It generates 10 children, which immediately exit then it waits in an
infinite loop.  When I do a "ps", I see all 10 <defunct> processes
hanging around.

diamond@jit345.swstokyo.dec.com (Norman Diamond) (01/25/91)

In article <14965@smoke.brl.mil> gwyn@smoke.brl.mil (Doug Gwyn) writes:
>In article <1991Jan24.023750.19569@tkou02.enet.dec.com> diamond@jit345.enet@tkou02.enet.dec.com (Norman Diamond) writes:
>>In article <YANG.91Jan23133130@newyork.nff.ncl.omron.co.jp> yang@nff.ncl.omron.co.jp (YANG Liqun) writes:
>>>It should be wait((int *)0).
>>It should be wait((union wait *)0) in BSD.
>
>No, it's wait((int*)0) in all flavors of UNIX and POSIX.

No, it's wait((union wait *)0) in systems that implement the bogus attempt
that we all know about.

>"union wait" was a bogus attempt by somebody to give names to the
>subfields of the status word, but it was never a correct description
>of how wait() actually works

It's rather disorganized but wait() does actually work in the same
disorganized manner, on those systems.

>and has been repudiated by IEEE 1003.1.

I'm glad to hear that.  Unfortunately, some computers aren't running
IEEE 1003.1 yet.
--
Norman Diamond       diamond@tkov50.enet.dec.com
If this were the company's opinion, I wouldn't be allowed to post it.

gwyn@smoke.brl.mil (Doug Gwyn) (01/26/91)

In article <1991Jan25.022950.10683@tkou02.enet.dec.com> diamond@jit345.enet@tkou02.enet.dec.com (Norman Diamond) writes:
>In article <14965@smoke.brl.mil> gwyn@smoke.brl.mil (Doug Gwyn) writes:
>>In article <1991Jan24.023750.19569@tkou02.enet.dec.com> diamond@jit345.enet@tkou02.enet.dec.com (Norman Diamond) writes:
>>>In article <YANG.91Jan23133130@newyork.nff.ncl.omron.co.jp> yang@nff.ncl.omron.co.jp (YANG Liqun) writes:
>>>>It should be wait((int *)0).
>>>It should be wait((union wait *)0) in BSD.
>>No, it's wait((int*)0) in all flavors of UNIX and POSIX.
>No, it's wait((union wait *)0) in systems that implement the bogus attempt
>that we all know about.

No, it's wait((int*)0) in all flavors of UNIX and POSIX.
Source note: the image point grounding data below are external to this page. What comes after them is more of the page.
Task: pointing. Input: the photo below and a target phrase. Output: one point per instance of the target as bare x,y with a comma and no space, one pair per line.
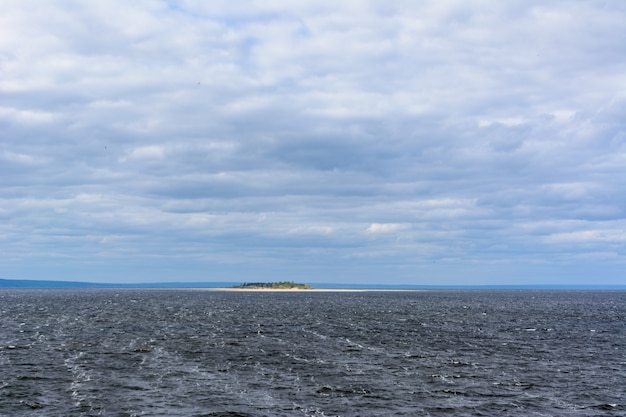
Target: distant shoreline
316,287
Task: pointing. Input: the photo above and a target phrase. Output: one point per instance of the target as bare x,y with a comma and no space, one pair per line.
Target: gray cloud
415,142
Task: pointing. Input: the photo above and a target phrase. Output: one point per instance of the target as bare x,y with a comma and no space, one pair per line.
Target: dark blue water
206,353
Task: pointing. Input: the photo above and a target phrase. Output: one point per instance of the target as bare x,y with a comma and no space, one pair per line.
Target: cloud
349,141
386,227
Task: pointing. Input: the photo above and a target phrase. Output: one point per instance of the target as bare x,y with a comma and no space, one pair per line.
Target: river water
113,352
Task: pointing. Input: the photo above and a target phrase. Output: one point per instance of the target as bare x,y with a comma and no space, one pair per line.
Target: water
206,353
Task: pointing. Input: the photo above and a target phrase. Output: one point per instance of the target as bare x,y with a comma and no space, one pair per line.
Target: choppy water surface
202,353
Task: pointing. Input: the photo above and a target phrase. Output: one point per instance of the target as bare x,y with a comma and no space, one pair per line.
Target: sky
390,142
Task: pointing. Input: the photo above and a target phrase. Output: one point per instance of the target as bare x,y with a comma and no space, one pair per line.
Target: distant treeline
281,285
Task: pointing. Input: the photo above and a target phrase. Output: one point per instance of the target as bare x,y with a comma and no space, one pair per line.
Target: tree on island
280,285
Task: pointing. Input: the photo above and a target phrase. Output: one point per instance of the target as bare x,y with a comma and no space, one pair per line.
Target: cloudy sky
408,142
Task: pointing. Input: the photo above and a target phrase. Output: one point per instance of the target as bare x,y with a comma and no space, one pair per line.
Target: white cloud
266,133
386,227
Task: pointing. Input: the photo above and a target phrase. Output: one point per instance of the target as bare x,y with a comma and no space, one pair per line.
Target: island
281,285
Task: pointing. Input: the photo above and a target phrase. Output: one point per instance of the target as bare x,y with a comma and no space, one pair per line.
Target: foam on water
191,353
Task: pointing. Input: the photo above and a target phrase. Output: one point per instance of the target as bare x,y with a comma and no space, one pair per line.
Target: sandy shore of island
299,290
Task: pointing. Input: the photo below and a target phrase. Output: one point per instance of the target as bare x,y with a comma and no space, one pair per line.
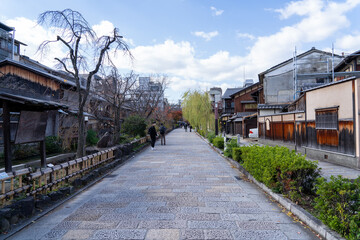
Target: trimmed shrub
211,135
229,147
91,138
338,205
219,142
236,155
282,170
53,145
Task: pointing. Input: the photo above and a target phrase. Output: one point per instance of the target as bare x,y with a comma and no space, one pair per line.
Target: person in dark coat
162,131
153,135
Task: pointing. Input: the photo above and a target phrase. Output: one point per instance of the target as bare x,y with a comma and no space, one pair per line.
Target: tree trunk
81,135
117,126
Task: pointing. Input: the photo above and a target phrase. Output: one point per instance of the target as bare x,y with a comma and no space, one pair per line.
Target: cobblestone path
183,190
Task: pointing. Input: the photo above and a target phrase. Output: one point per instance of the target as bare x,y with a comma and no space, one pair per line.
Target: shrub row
338,205
280,169
218,142
336,202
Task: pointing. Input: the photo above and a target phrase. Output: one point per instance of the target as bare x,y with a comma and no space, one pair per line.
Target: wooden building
245,106
324,123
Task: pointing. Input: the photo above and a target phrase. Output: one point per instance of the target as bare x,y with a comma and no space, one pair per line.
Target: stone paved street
183,190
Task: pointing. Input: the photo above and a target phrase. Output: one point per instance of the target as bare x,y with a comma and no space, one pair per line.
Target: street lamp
216,120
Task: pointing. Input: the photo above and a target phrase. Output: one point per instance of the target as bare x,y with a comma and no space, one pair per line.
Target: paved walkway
183,190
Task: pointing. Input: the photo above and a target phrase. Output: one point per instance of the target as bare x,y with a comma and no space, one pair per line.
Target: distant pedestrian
162,134
153,135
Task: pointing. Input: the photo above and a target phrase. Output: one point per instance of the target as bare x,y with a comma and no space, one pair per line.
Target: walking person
153,135
162,134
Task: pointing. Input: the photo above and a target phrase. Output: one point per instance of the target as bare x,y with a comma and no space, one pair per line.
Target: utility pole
295,74
332,62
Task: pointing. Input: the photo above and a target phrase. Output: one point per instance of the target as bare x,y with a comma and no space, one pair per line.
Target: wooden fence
27,182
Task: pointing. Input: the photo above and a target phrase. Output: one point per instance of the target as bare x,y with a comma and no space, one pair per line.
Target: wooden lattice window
327,119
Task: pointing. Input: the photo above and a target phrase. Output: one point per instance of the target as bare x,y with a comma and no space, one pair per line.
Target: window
326,119
250,106
267,124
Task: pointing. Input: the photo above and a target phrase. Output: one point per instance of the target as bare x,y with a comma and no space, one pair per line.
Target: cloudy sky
200,44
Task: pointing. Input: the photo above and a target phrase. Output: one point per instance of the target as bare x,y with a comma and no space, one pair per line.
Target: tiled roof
271,106
230,91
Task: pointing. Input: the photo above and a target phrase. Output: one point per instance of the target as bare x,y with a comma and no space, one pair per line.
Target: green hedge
219,142
282,170
229,147
236,155
338,205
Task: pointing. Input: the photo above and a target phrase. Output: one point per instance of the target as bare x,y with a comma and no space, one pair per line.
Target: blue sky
201,43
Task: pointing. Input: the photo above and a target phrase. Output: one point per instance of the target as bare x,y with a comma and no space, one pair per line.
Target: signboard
32,127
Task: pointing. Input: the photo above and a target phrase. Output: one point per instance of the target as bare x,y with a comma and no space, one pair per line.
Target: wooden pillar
7,136
43,154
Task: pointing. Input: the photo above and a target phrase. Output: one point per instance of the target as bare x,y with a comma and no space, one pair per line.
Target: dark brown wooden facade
327,123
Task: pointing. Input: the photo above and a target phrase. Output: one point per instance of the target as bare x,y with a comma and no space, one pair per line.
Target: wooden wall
341,140
31,76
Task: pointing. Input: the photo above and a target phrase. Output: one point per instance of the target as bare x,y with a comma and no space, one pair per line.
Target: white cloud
246,35
301,8
216,12
207,36
349,43
104,28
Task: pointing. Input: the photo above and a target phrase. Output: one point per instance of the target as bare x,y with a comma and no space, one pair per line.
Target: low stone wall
41,197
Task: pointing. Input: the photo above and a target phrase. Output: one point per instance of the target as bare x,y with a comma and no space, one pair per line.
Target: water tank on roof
248,82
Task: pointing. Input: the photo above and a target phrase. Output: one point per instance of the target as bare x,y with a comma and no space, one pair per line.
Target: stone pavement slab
183,190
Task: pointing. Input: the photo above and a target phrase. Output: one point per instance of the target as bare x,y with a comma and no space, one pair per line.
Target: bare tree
117,90
78,37
150,98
pt@geovision.uucp (Paul Tomblin) (01/29/91)

gwyn@smoke.brl.mil (Doug Gwyn) writes:
>In article <1991Jan25.022950.10683@tkou02.enet.dec.com> diamond@jit345.enet@tkou02.enet.dec.com (Norman Diamond) writes:
>>In article <14965@smoke.brl.mil> gwyn@smoke.brl.mil (Doug Gwyn) writes:
>>>In article <1991Jan24.023750.19569@tkou02.enet.dec.com> diamond@jit345.enet@tkou02.enet.dec.com (Norman Diamond) writes:
>>>>In article <YANG.91Jan23133130@newyork.nff.ncl.omron.co.jp> yang@nff.ncl.omron.co.jp (YANG Liqun) writes:
>>>>>It should be wait((int *)0).
>>>>It should be wait((union wait *)0) in BSD.
>>>No, it's wait((int*)0) in all flavors of UNIX and POSIX.
>>No, it's wait((union wait *)0) in systems that implement the bogus attempt
>>that we all know about.
>No, it's wait((int*)0) in all flavors of UNIX and POSIX.
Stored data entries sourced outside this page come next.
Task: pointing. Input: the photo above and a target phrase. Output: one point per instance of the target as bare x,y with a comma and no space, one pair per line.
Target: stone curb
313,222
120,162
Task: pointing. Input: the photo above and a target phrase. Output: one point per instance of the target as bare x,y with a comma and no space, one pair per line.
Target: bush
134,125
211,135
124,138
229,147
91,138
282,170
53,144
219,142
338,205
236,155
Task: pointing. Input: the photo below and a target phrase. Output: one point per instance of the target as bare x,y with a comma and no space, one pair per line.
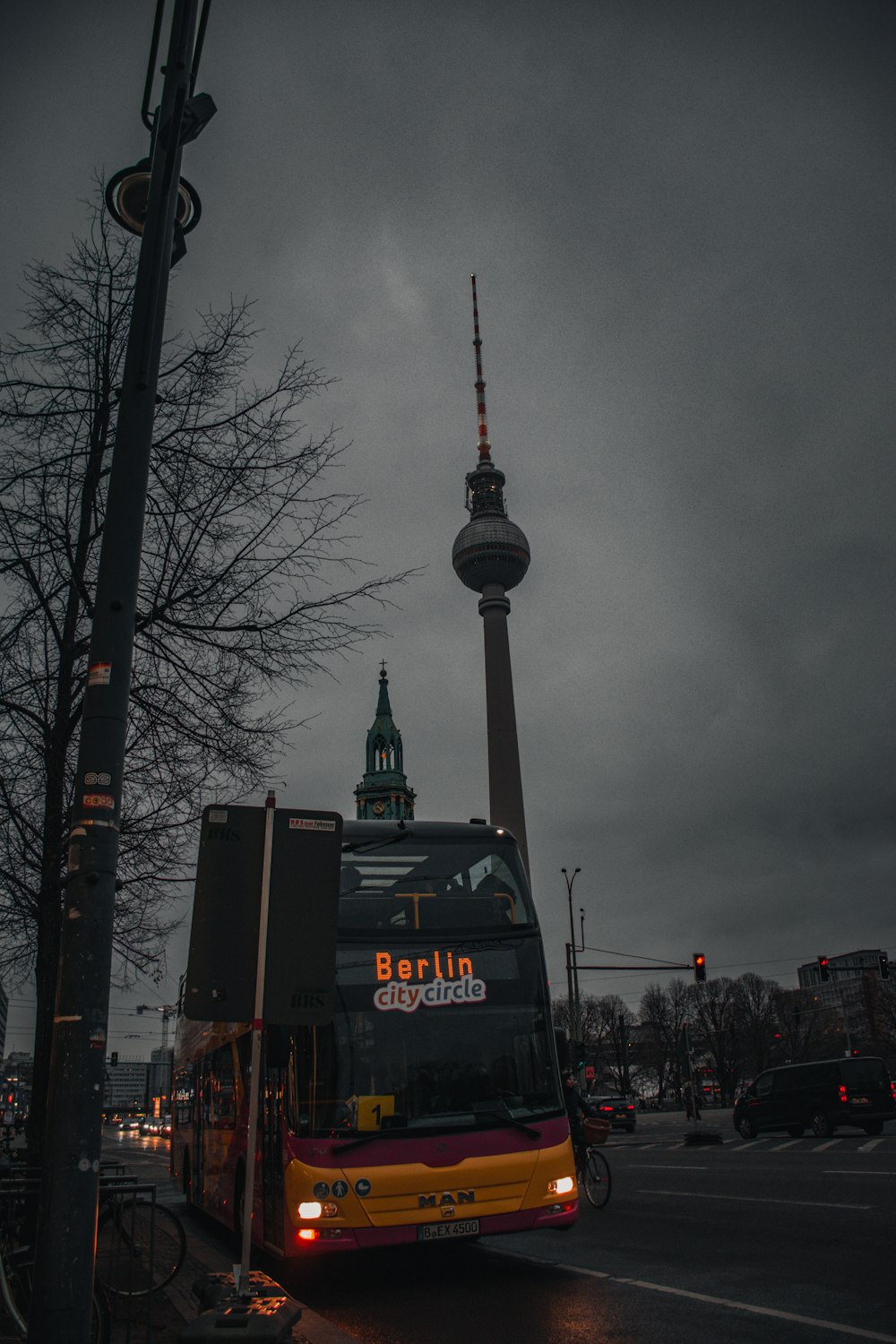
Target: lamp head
128,196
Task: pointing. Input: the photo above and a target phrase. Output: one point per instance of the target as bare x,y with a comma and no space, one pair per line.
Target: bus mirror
277,1054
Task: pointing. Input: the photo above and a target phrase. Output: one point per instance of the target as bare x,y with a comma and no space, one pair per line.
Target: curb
204,1255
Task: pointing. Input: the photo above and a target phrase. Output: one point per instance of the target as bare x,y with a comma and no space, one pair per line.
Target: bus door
198,1172
271,1126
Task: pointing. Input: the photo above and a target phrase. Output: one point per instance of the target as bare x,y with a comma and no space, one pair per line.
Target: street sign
301,924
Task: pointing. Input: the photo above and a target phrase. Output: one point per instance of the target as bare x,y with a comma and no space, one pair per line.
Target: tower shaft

Sorry to add to this 'did not- did too' level of discussion, but a 
"man 2 wait" on several machines shows the following results:


union wait *wait_id:

Dec RISC/Ultrix 4.0 on a DS 3100
Sun OS 4.0.1 on a Sun 3/60
Dec VAX/Ultrix 4.0 on a VaxStation 3600

int *wait_id:

Sun OS 4.1 on a Sun 4/360
AIX 3.1 on a RS/6000

and our VMS machine is temporarily down, so I can't check VMS 5.4, but it's
int *wait_id in the VAX C Language Summary for VMS 4.0+ and VAX C 2.0+.


So Doug: is Ultrix not a flavour of unix?  Tastes pretty close to the same to
me!
-- 
Paul Tomblin, Department of Redundancy Department.       ! My employer does 
The Romanian Orphans Support Group needs your help,      ! not stand by my
Ask me for details.                                      ! opinions.... 
pt@geovision.gvc.com or {cognos,uunet}!geovision!pt      ! Me neither.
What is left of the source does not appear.